Showing posts with label cake. Show all posts
Showing posts with label cake. Show all posts

Thursday, March 20, 2008

RECIPE OF THE WEEK


Yummy Easter Cake
This cake is so good and very easy to make......makes a great dessert for Easter dinner!

1 pineapple cake mix (not pineapple upside-down cake)
1 med. can crushed pineapple
1/3 cup cooking oil
3 eggs

Mix together and beat for 3 minutes with electric mixer. Pour into 9x14" pan that has been greased and floured lightly. Bake for 30 minutes at 350*.

Frosting: 1 can of Buttercream Frosting to which 3/4 cup of Angel Flake coconut has been added. Spread on cooled cake and enjoy!

Note: For an Easter touch, tint icing with your favorite food color and add Easter decorations on top of cake.

Tuesday, March 11, 2008

RECIPE OF THE WEEK


Quick and Easy Italian Cream Cake

Nothing takes the place of a homemade-from-scratch Italian Cream Cake, but if you don't have the time for that here is a quick and easy way to get a delicious dessert in half the time.

Preheat oven to 350*; grease and flour two or three round cake pans (depends on size of pans).

Ingredients:
1 box white cake mix (extra-moist or pudding in the mix)
1/2 cup chopped walnuts
1 cup flaked coconut

Prepare cake mix according to directions on box. Add walnuts and coconut and pour into prepared pans. Bake according to directions on box. Remove from oven and let cool.

Icing:
1 can Vanilla Cream Cheese Frosting
1/2 cup chopped walnuts
1/2 cup flaked coconut

Mix together and spread between layers and on top and sides of cooled cake.

Enjoy!

Tuesday, July 10, 2007

Recipe of the Week



Tropical Poke Cake


Ingredients:
1 yellow cake mix
20 oz. can crushed pineapple
3 eggs

Mix these three ingredients together well and pour into a greased and floured 9x13 pan. Bake at 350* for 30 minutes or until done.

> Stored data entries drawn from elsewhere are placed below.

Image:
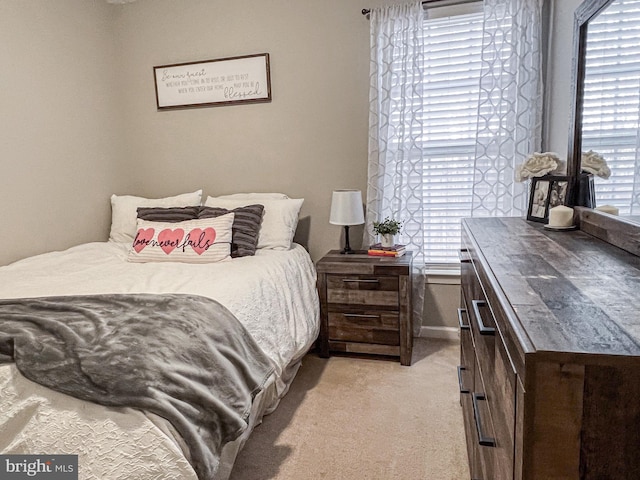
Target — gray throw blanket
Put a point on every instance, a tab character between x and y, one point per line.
183	357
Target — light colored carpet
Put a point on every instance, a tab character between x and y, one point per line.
355	418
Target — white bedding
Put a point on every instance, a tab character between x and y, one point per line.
273	294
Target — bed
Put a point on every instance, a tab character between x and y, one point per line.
271	293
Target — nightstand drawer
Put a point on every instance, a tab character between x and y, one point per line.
367	327
363	290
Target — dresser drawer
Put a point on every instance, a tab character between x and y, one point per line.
363	290
365	327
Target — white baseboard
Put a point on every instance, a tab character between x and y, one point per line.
447	333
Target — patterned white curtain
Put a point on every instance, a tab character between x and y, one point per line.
510	107
395	156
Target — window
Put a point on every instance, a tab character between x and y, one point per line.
453	46
610	124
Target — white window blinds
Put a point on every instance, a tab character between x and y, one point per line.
450	96
610	124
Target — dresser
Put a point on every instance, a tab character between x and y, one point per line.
365	305
549	369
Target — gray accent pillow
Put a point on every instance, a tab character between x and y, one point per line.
168	214
245	229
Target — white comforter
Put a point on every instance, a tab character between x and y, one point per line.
273	294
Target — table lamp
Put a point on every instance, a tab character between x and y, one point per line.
346	210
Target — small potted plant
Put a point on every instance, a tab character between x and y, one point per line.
387	229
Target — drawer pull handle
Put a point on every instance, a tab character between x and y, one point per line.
462	389
484	330
357	280
482	440
463	326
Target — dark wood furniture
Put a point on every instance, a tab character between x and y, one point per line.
365	305
550	353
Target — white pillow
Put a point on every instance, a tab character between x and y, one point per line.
279	221
124	211
256	196
203	240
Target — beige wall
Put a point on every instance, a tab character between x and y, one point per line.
58	124
312	137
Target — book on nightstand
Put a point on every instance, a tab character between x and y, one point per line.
377	250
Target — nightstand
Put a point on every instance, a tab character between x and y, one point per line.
365	305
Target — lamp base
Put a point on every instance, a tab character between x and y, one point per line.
347	249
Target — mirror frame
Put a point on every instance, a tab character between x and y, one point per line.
585	12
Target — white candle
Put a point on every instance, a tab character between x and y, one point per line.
608	209
561	216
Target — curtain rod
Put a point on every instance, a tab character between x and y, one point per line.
426	4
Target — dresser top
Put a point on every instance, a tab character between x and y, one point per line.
570	291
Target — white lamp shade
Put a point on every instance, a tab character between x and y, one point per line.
346	208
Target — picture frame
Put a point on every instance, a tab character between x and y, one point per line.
223	81
546	192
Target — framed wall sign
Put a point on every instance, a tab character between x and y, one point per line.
225	81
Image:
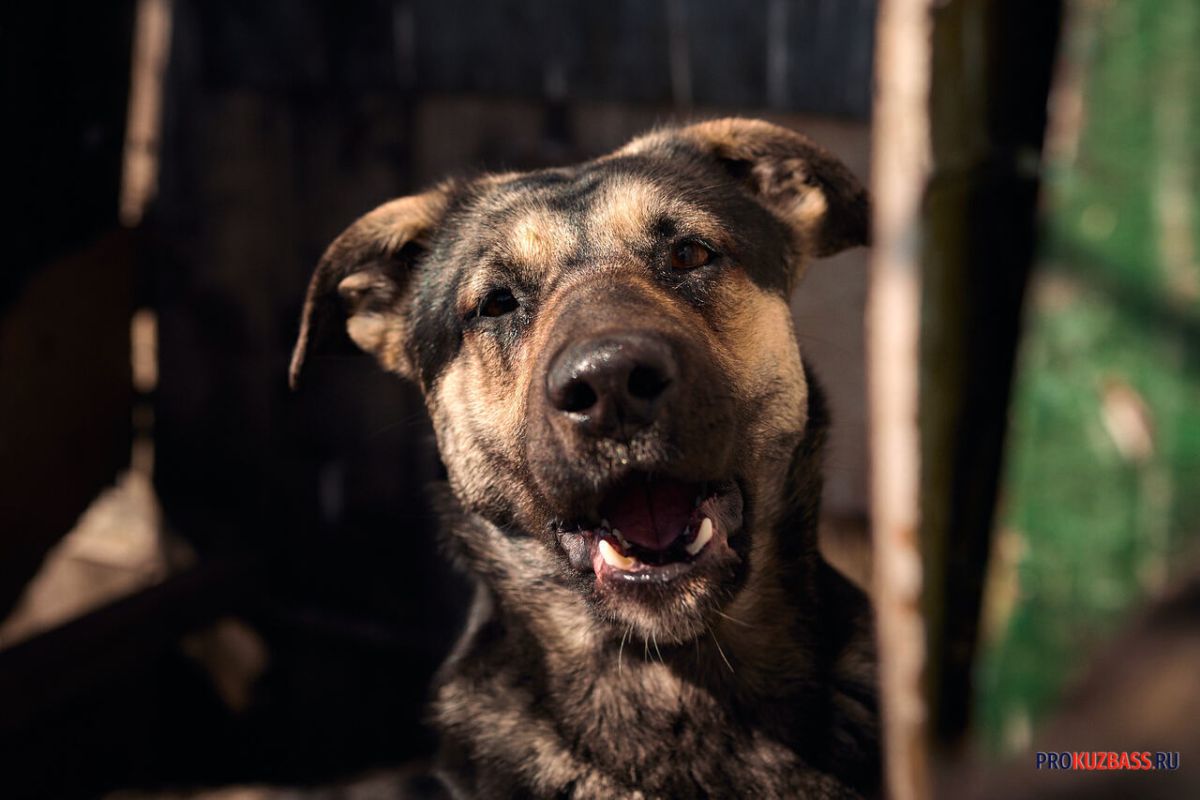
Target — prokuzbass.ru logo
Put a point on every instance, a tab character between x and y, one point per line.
1107	761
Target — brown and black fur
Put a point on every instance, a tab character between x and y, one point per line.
753	677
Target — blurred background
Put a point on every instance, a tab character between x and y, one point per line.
209	579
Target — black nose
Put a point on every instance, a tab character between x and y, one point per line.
613	385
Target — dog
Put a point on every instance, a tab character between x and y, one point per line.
633	444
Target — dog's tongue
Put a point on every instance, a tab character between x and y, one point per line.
651	513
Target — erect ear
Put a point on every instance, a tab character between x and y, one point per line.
803	184
364	280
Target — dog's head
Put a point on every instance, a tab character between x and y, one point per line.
607	354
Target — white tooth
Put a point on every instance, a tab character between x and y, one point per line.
706	533
615	559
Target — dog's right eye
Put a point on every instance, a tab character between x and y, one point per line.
497	304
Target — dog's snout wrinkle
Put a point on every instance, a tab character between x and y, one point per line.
612	386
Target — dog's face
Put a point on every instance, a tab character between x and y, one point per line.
607	355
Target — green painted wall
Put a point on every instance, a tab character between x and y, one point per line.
1101	499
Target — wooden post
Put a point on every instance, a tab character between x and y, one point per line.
901	157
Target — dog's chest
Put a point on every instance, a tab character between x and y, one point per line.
642	729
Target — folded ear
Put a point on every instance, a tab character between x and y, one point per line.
364	278
804	185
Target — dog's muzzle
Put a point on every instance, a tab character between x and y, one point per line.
611	386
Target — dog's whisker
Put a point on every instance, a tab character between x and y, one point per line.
712	633
732	619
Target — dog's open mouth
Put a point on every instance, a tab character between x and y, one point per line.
655	529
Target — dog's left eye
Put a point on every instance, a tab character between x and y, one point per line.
497	304
690	254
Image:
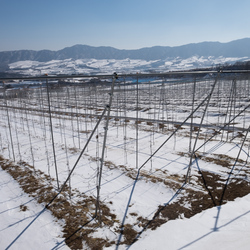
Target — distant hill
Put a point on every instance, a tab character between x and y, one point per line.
237	48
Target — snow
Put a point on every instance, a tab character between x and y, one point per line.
108	66
226	227
35	228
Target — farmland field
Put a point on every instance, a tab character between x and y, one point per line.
114	158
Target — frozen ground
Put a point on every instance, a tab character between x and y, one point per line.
94	66
154	203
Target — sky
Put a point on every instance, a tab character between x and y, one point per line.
130	24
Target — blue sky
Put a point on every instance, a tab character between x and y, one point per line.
130	24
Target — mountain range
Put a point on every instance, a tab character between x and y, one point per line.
237	48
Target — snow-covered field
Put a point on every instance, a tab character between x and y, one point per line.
138	185
107	66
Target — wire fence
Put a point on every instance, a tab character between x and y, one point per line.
102	134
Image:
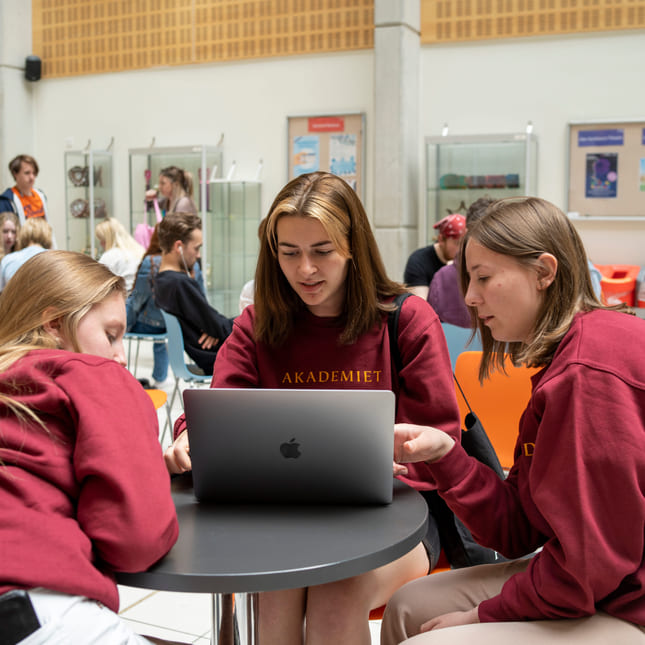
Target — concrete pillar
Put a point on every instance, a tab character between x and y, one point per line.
397	148
16	94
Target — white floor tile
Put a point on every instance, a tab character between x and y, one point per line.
129	596
145	629
187	613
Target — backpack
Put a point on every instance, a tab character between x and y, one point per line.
457	541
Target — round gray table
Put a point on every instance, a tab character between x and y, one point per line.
247	548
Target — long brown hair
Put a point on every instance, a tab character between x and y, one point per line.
330	200
524	228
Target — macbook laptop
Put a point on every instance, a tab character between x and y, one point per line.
280	445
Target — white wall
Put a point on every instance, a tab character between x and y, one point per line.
498	86
485	87
248	102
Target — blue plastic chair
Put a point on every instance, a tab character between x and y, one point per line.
176	357
457	339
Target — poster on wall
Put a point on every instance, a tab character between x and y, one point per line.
333	143
607	169
602	175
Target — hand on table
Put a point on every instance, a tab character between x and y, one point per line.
177	456
414	443
207	342
453	619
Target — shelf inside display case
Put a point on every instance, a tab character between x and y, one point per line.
460	169
232	241
88	196
204	163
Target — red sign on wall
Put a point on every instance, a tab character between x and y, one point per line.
326	124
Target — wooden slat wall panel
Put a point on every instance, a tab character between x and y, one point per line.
92	36
75	37
462	20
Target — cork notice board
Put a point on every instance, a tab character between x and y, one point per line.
333	143
607	168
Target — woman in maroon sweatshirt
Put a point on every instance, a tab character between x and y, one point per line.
84	491
576	490
320	321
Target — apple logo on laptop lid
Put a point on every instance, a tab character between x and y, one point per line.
290	449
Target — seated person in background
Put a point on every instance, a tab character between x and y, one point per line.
178	293
576	489
35	236
175	192
445	293
24	199
144	317
76	505
425	262
9	227
122	253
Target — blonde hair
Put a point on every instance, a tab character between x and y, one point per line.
111	233
4	216
524	228
36	230
330	200
54	286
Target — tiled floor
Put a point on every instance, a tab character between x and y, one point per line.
182	617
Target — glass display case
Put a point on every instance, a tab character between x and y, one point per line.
88	196
203	162
460	169
231	241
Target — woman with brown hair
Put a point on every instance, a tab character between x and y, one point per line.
574	496
322	300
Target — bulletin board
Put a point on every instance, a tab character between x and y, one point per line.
333	143
607	168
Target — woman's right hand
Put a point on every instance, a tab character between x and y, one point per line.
177	456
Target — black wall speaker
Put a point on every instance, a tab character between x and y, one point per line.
32	68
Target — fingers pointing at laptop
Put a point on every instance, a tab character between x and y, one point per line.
414	443
177	456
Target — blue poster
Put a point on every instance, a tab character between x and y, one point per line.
306	154
342	152
597	138
601	175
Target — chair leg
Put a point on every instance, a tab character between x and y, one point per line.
175	392
167	426
136	358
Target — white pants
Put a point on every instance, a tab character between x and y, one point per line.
68	619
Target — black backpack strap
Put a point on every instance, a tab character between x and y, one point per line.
393	332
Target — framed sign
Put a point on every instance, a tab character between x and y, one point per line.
607	168
334	143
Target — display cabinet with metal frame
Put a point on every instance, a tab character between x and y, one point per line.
88	195
460	169
232	241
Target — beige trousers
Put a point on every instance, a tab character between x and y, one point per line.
463	589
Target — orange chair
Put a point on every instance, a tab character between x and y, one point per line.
498	402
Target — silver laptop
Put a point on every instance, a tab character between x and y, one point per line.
305	446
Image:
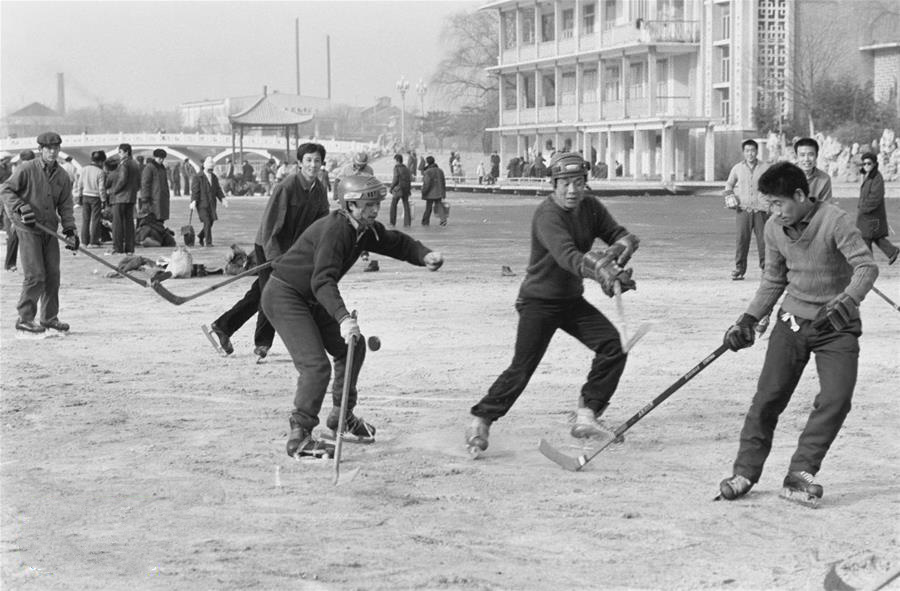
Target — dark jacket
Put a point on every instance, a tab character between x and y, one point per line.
329	248
127	182
401	186
871	217
154	192
434	187
206	196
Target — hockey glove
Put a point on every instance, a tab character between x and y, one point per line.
27	214
349	328
72	242
741	335
433	261
836	314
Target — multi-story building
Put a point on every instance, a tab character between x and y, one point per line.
665	88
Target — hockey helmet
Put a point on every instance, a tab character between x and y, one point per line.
360	187
567	164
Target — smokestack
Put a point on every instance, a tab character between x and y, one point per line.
60	94
328	63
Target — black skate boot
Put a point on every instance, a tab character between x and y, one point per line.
800	487
301	444
477	436
356	430
734	487
56	325
29	329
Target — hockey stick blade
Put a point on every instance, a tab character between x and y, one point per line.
84	251
576	464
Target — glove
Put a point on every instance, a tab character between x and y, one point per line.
72	242
625	247
27	214
741	335
434	260
349	328
600	266
836	314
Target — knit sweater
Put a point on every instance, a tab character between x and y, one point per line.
827	259
559	239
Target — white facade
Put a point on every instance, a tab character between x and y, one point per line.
653	85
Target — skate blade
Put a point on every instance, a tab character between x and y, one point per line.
212	339
347	438
800	498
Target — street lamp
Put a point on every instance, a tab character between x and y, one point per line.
402	86
421	89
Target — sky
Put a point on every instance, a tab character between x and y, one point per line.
157	55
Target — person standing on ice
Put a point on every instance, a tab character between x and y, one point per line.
551	297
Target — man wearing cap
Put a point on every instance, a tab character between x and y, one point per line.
123	197
40	191
206	193
563	231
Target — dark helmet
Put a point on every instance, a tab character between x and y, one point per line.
360	187
567	164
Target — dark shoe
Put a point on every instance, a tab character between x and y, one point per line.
355	429
29	327
224	339
734	487
301	443
55	324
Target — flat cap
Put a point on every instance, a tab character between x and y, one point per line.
49	138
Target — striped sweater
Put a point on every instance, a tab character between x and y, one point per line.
829	258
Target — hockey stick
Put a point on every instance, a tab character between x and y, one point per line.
178	300
345	395
885	298
576	464
62	238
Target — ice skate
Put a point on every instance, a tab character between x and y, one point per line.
356	430
29	329
477	436
301	444
734	487
587	426
800	487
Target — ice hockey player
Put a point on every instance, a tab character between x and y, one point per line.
305	305
817	257
563	231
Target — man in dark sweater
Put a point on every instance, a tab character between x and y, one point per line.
303	302
563	230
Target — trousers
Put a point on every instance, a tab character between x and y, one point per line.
837	357
538	321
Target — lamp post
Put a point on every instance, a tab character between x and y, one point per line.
402	86
421	89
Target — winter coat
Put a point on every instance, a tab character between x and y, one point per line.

Remove from oven and poke holes in the cake about 1 inch apart with the tines of a fork. Pour a can of sweetened condensed milk over top of hot cake spreading evenly. Top with 1 cup shredded coconut and 1/2 cup of chopped pecans. Place under broiler for about 2 minutes to toast the coconut and nuts. Watch closely so the topping doesn't burn. Let cool and enjoy!